Le gin d’alors n’a que fort peu à voir avec celui d’aujourd’hui. Les alambics étaient bien moins sophistiqués, et même conçus pour être neutres, les spiritueux de base avaient une lourdeur que nous ne connaissons plus. De fait, pour les rendre plus ronds, les distillateurs anglais avaient un truc : l’ajout, après distillation, d’un peu de sucre. C’est un style qu’on appelle le Old Tom et qui existe encore de nos jours. Et c’est d’ailleurs ce type de gin là que buvait — par exemple — Dickens ou qui se servait dans les Gin Palaces, ces énormes pubs luxueux qui pullulaient aux Royaume-Uni dans la seconde moitié du XIXe siècle.

Doux puis sec

Le Martinez était originalement fait à base d'Old Tom Gin
Le Martinez était originalement fait à base d'Old Tom Gin

Aux Etats-Unis, les premiers barmen à jouer du shaker adoraient le gin — mais lequel ? Eh bien, curieusement, le gin le plus vendu était alors le « Holland Gin », c’est-à-dire le genièvre.
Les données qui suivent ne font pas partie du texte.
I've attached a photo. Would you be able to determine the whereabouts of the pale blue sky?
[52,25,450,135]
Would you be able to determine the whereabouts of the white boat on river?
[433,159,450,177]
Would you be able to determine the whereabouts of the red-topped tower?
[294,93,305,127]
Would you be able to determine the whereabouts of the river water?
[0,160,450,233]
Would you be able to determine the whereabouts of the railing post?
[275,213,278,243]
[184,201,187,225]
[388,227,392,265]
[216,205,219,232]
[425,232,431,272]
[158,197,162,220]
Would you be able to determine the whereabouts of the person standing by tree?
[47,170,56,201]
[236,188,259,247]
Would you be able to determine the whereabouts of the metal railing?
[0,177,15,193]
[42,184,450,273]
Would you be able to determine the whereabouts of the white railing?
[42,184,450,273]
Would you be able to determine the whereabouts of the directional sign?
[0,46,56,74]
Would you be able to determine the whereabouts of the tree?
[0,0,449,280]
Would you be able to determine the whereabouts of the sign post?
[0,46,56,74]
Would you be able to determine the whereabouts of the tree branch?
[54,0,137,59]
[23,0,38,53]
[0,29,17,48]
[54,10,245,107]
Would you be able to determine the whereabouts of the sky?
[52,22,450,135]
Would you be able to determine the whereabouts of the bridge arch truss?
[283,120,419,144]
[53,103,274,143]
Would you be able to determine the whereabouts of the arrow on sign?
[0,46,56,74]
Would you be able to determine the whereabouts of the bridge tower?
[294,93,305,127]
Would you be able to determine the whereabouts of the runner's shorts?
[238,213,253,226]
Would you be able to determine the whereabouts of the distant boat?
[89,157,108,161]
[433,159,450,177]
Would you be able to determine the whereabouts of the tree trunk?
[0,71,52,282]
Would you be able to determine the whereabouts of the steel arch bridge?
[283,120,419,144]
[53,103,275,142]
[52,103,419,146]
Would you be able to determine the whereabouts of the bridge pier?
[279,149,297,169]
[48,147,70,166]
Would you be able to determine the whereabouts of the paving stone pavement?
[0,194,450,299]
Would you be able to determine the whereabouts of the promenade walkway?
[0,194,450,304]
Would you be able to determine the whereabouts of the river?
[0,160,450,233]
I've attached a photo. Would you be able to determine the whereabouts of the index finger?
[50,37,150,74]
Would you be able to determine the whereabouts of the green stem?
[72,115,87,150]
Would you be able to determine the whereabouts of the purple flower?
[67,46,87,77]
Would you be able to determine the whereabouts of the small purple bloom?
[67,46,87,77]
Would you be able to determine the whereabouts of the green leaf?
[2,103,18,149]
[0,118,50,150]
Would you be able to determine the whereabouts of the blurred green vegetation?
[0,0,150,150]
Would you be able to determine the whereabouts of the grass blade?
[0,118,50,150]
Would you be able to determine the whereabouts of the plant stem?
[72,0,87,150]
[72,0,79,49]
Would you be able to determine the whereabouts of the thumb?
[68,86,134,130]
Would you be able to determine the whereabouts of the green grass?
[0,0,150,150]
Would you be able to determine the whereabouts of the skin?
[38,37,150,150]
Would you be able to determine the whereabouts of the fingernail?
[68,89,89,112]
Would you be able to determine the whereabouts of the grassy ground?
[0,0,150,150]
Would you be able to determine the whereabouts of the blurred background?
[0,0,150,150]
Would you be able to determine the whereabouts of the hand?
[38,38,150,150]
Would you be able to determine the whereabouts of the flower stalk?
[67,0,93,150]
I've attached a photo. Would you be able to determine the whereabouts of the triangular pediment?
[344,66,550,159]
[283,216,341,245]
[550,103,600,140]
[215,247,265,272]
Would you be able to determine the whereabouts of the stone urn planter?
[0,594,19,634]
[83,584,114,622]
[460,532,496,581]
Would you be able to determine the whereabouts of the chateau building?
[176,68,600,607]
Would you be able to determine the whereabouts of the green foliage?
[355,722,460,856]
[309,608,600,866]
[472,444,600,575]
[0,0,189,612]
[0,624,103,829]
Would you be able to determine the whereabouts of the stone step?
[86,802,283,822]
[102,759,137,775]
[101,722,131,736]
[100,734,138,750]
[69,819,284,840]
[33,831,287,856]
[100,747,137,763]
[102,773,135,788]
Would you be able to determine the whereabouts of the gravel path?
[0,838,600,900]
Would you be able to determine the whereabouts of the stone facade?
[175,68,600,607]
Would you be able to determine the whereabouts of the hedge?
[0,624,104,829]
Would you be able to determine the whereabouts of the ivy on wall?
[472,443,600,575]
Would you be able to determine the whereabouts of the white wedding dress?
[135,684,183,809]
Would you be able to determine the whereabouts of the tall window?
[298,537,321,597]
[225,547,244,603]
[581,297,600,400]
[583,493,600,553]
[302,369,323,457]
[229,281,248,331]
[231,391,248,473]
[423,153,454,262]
N’oublions pas, en effet, que New York s’est d’abord appelée New Amsterdam. Ensuite, le Old Tom s’est imposé et il s’agit du spiritueux mis en vedette dans les premières recettes de Martinez ou de (Old) Tom Collins. Le London Dry, aujourd’hui le style le plus connu, n’est devenu incontournable que vers 1900. Ce sont les avancées en matière de distillation qui ont fini par permettre sa naissance en rendant l’usage du sucre obsolète. La distillation à colonne permettait plus d’efficacité et un meilleur contrôle du produit fini. Popularité oblige, c’est à Londres que ces améliorations ont été développées. D’où le nom du style — un gin sec de type londonien. Depuis, le London Dry est devenu une appellation générique qui peut être utilisée même si le gin est produit loin de Londres, pour autant que les distillateurs suivent un certain nombre de règles. Les baies de genévrier doivent dominer, par exemple, et rien ne peut être ajouté après la distillation.

Le roi du cocktail

Le Negroni : 1/3 Gin 1/3 Campari 1/3 Vermouth Rouge
Le Negroni : 1/3 Gin 1/3 Campari 1/3 Vermouth Rouge

Les consommateurs ont vite trouvé un mariage idéal pour le London Dry avec le Gin & Tonic. De leur côté, les mixologues l’ont tout aussi vite adopté pour donner naissance à des cocktails aussi mythiques que le Dry Martini, le Negroni ou le Gimlet. Plus d’un siècle plus tard, même si les as du shaker d’aujourd’hui ont récupéré le Old Tom et le genièvre, le London Dry reste le standard, à la base de nombreuses créations. Et la mode du Gin & Tonic, impulsée en Espagne et dominante à Londres comme à Singapour a bien évidemment stimulé l’apparition de nombreuses marques.

Des profils variés

Le Plymouth, un gin aux saveurs uniques
Le Plymouth, un gin aux saveurs uniques

Mais le London Dry a aussi acquis de nouveaux compagnons de jeu qui sont devenus très populaires. On les appelle — dans la langue barbare des techniciens — les Distilled Gins. En gros, il s’agit de gins auxquels des saveurs, souvent exotiques ou délicates, sont ajoutées après la distillation. Si la mention ‘London Dry’ ne figure pas sur l’étiquette de votre gin préféré, c’est ça que vous buvez. Sauf s’il s’agit d’une bouteille de Plymouth Gin, un gin dont le processus d’élaboration s’apparente fort au London Dry même si son profil unique — et bicentenaire — lui permet de revendiquer une identité propre et authentique. Pour le gin aussi, l’intérêt est dans la diversité.